Di Margherita, mamma di Gaia
Trovare un modo di stare accanto a una persona che soffre di DCA, non è semplice, soprattutto in principio, quando la malattia si manifesta palesemente e non si è consapevoli a cosa si sta andando incontro.
Parlo per esperienza personale, in quanto mamma di una ragazza affetta da questa patologia da tre anni.
In principio è come uno tsunami, arriva e ti toglie il fiato, travolge e sconvolge tutto, non c’è il tempo per capire, ci sei dentro e basta.
Ci sentivamo frastornati, disorientati, inebetiti di fronte a quel dolore inatteso e tutto quello che cercavamo di dire e di fare, risultava sempre e comunque sbagliato.
Ci siamo sentiti soli, impotenti, abbandonati, non sapevamo cosa fare e come comportarci.
Poi, piano piano, e soprattutto grazie al supporto dello staff medico specializzato dell’Ospedale di Niguarda, abbiamo iniziato a capire con che «COSA» ci stavamo relazionando e come essere aiutati e guidati.
E cosi siamo ripartiti da zero, siamo ripartiti da noi come famiglia.
Via i pregiudizi che non aiutano e via le sentenze gratuite da parte di chi non vuole conoscere e capire, ma solo ferire, cercando continuamente di sminuire e sottovalutare questa terribile malattia.
Noi genitori abbiamo imparato con il nostro amore incondizionato, a stare semplicemente ad ascoltare e a volte a non parlare, a contenere la loro rabbia e lasciare sfogare il dolore, la sofferenza.
Il percorso è lungo e faticoso, ma adesso ci prendiamo per mano e camminiamo insieme, più forti e più consapevoli di come affrontare e combattere questa insidiosa e subdola malattia.
Perciò consiglio a chi vuole stare vicino ai ragazzi che soffrono di DCA, di non giudicare, ma di ascoltare senza pregiudizi e senza commiserazione.
Essere presenti e far sentire il proprio affetto, dimostrando la sensibilità di chi non insiste nel pretendere risposte a domande troppo invasive e dirette, ma lasciando a loro la libertà di parlarne, se si sentono in grado di poterlo e volerlo fare.

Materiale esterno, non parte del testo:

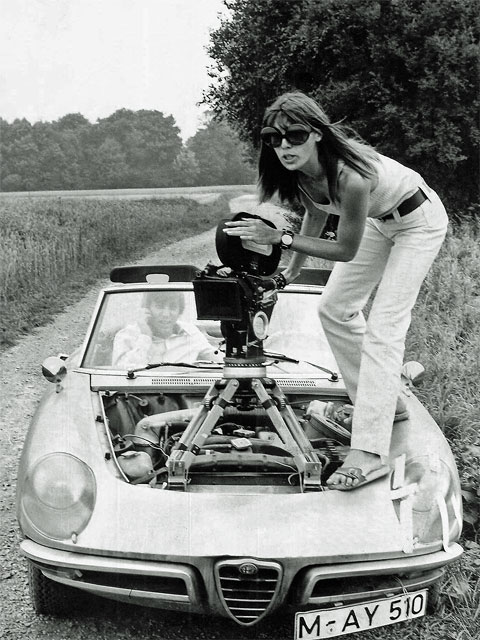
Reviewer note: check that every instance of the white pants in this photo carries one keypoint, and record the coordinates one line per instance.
(397, 255)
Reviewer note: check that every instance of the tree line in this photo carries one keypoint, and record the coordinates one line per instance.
(403, 73)
(128, 149)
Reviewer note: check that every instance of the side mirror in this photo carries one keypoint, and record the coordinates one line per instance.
(413, 372)
(54, 370)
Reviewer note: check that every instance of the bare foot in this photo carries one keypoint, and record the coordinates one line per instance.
(359, 460)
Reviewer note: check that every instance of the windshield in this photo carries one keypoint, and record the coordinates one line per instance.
(135, 328)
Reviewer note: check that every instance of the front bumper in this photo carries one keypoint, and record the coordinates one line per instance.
(217, 586)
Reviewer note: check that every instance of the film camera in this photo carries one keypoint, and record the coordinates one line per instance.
(243, 300)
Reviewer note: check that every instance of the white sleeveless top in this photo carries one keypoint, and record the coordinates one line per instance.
(395, 184)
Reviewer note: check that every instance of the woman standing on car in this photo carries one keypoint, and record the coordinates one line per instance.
(391, 227)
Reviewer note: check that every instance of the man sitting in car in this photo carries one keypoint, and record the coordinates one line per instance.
(158, 335)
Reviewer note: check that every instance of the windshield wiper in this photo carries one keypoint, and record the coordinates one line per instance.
(199, 364)
(283, 358)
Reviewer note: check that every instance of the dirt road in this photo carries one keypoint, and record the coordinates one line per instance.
(21, 385)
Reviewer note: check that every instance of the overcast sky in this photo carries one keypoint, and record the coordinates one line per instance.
(96, 56)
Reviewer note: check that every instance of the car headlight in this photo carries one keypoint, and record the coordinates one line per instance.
(59, 495)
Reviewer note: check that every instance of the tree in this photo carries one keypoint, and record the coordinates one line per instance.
(220, 155)
(150, 142)
(402, 72)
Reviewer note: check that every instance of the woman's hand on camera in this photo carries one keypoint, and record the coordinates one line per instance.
(254, 230)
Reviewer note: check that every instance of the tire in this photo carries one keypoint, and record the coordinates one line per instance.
(49, 597)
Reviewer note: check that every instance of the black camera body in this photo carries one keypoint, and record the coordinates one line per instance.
(243, 300)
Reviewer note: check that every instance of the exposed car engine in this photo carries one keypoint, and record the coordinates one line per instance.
(243, 448)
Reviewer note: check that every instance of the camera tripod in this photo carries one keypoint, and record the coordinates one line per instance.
(253, 381)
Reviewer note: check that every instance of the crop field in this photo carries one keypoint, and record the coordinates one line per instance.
(52, 250)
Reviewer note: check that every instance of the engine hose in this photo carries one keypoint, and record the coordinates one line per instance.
(149, 476)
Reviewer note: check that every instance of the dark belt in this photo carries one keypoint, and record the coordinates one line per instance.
(408, 205)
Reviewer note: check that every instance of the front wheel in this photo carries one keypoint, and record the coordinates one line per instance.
(50, 597)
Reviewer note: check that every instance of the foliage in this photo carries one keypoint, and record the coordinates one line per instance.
(444, 336)
(402, 72)
(50, 247)
(220, 155)
(128, 149)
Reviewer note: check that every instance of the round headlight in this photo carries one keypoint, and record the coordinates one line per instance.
(59, 495)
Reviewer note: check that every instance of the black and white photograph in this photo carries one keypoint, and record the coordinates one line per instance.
(239, 314)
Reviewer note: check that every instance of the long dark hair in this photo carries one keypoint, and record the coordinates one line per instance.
(338, 142)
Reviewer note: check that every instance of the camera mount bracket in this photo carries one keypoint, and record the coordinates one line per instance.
(277, 408)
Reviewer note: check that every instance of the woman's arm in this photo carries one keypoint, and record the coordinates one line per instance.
(354, 193)
(312, 225)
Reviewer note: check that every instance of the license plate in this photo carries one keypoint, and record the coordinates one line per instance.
(330, 623)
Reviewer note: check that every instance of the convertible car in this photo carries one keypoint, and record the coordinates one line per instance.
(159, 470)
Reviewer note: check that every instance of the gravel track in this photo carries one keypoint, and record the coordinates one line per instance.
(21, 386)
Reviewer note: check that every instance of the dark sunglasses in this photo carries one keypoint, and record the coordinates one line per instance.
(295, 135)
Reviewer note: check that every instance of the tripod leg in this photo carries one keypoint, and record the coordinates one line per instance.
(289, 430)
(198, 430)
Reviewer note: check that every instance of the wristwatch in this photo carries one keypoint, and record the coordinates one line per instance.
(287, 239)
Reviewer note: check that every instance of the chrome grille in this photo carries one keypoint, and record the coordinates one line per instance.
(247, 597)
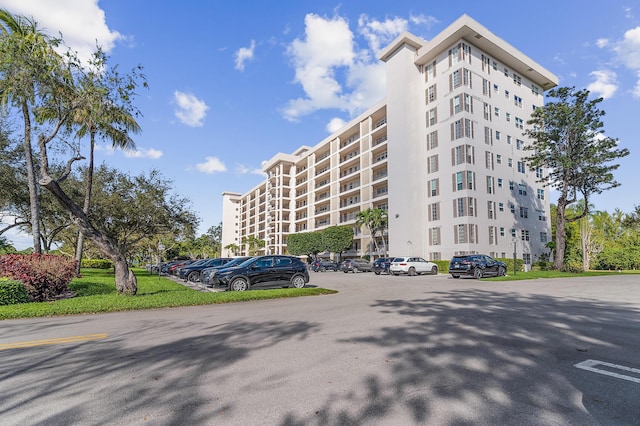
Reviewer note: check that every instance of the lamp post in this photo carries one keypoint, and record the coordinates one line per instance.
(515, 257)
(160, 249)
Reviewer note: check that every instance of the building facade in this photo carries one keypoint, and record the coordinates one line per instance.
(443, 154)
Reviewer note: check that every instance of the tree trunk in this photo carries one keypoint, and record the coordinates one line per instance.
(561, 233)
(87, 199)
(34, 200)
(126, 282)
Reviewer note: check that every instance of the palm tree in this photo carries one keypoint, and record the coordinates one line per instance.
(101, 115)
(22, 47)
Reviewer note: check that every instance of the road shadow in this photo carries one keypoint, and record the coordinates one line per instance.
(472, 357)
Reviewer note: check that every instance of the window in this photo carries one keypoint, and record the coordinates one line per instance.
(491, 209)
(519, 123)
(517, 101)
(490, 185)
(434, 237)
(432, 117)
(522, 189)
(431, 71)
(432, 140)
(432, 164)
(488, 160)
(431, 94)
(434, 187)
(434, 211)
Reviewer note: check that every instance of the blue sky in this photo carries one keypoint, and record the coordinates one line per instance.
(233, 83)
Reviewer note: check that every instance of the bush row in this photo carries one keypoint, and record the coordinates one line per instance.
(96, 263)
(45, 277)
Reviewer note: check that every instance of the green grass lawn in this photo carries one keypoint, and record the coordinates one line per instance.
(532, 275)
(96, 292)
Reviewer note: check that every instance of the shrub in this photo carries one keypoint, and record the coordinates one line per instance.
(44, 276)
(12, 292)
(96, 263)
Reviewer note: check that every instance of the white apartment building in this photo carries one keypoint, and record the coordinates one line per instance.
(442, 153)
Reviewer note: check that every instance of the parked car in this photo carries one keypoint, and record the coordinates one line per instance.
(355, 265)
(192, 272)
(206, 275)
(324, 265)
(381, 265)
(412, 265)
(477, 266)
(263, 271)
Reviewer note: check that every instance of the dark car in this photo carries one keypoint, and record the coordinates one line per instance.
(382, 265)
(206, 275)
(477, 266)
(355, 265)
(324, 265)
(264, 271)
(192, 272)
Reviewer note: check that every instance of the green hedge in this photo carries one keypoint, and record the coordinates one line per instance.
(12, 292)
(96, 263)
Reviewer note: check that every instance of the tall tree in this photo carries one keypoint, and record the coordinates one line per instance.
(102, 115)
(51, 85)
(29, 68)
(568, 140)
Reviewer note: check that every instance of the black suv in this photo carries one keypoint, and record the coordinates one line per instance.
(355, 265)
(192, 272)
(477, 266)
(382, 265)
(262, 271)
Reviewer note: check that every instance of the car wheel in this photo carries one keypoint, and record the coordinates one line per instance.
(297, 281)
(239, 284)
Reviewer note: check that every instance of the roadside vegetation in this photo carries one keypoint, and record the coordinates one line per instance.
(95, 293)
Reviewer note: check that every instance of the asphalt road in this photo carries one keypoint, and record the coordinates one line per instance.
(383, 351)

Spesso questi ragazzi, quando raggiungono con fatica la consapevolezza di ciò che stanno vivendo, si sentono soli, si rendono conto che i loro amici hanno timore ad avvicinarsi e a comportarsi normalmente; la malattia spaventa, il dolore fa male, è più facile allontanarsi… tutto ciò è comprensibile, è umano.
Ma se si vuole davvero bene, una soluzione si trova e si cerca, per esempio, chiedendo ai genitori del ragazzo/a come comportarsi e cosa evitare di fare e di dire.
Ed è quello che hanno fatto alcuni amici di nostra figlia, che ancora adesso ci sono, e anche se a volte si sbaglia, non importa, si può sempre rimediare, ciò che conta è la voglia di stare insieme e di mettersi in gioco.
La parola d’ordine é: non arrendersi mai!